On the following code:

std::atomic<int> myint; //Shared variable
//(...)
if( --myint == 0) {
    //Code block B
}

Is it possible that more than one thread access the block I named "Code Block B"?

Please consider that overflow will not happen, that the 'if' is being executed concurrently by more than one thread, that the only modification to myint in the whole program is the --myint inside the if and that myint is initialized with a positive value.

Was it helpful?

Solution

C++0x paper N2427 (atomics) states roughly the following. I've changed the wording slightly so its easier to read for the specific decrement situation, the parts I changed are in bold:

Effects: Atomically replace the value in object with result of the decrement applied to the value in object and the given operand. Memory is affected as per order. These operations are read-modify-write operations in the sense of the "synchronizes with" definition in [the new section added by N2334 or successor], and hence both such an operation and the evaluation that produced the input value synchronize with any evaluation that reads the updated value.

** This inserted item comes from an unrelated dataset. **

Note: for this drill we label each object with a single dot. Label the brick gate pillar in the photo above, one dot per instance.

Returns: Atomically, the value of object immediately before the decrement.

The atomic operation guarantees that the decrement operator will return the value that the variable held immediately before the operation, this is atomic so there can be no intermediate value from updates by another thread.

This means the following are the only possible executions of this code with 2 threads:

(Initial Value: 1)
Thread 1: Decrement 
Thread 1: Compare, value is 0, enter region of interest
Thread 2: Decrement
Thread 2: Compare, value is -1, don't enter region

or

(Initial Value: 1)
Thread 1: Decrement 
Thread 2: Decrement
Thread 1: Compare, value is 0, enter region of interest
Thread 2: Compare, value is -1, don't enter region

Case 1 is the uninteresting expected case.

Case 2 interleaves the decrement operations and executes the comparison operations later. Because the decrement-and-fetch operation is atomic, it is impossible for thread 1 to receive a value other than 0 for comparison. It cannot receive a -1 because the operation was atomic... the read takes place at the time of the decrement and not at the time of the comparison. More threads will not change this behavior.

OTHER TIPS

It is not obvious that the code block will always execute. If the operator "--" is implemented in such a way that it stores the old value in its returning value and decrements in a single atomic instruction (I'm pretty sure x86 has such instructions), then yes, it should act like a mutual exclusion block for multiple threads. I'm not sure how it works by default, but the answer lies probably in the new standard documentation:

http://www.open-std.org/jtc1/sc22/wg21/docs/papers/2007/n2427.html

No it is not possible that more than one thread enters the block, given your constraints. But neither is it guaranteed that any thread ever enters this block:

thread A: decrement myint to 0

thread B: decrement myint to -1

thread A: compare to 0 -> false -> don't enter (and neither anyone else)

If this is a problem (which I assume), then this code won't work (at least not always).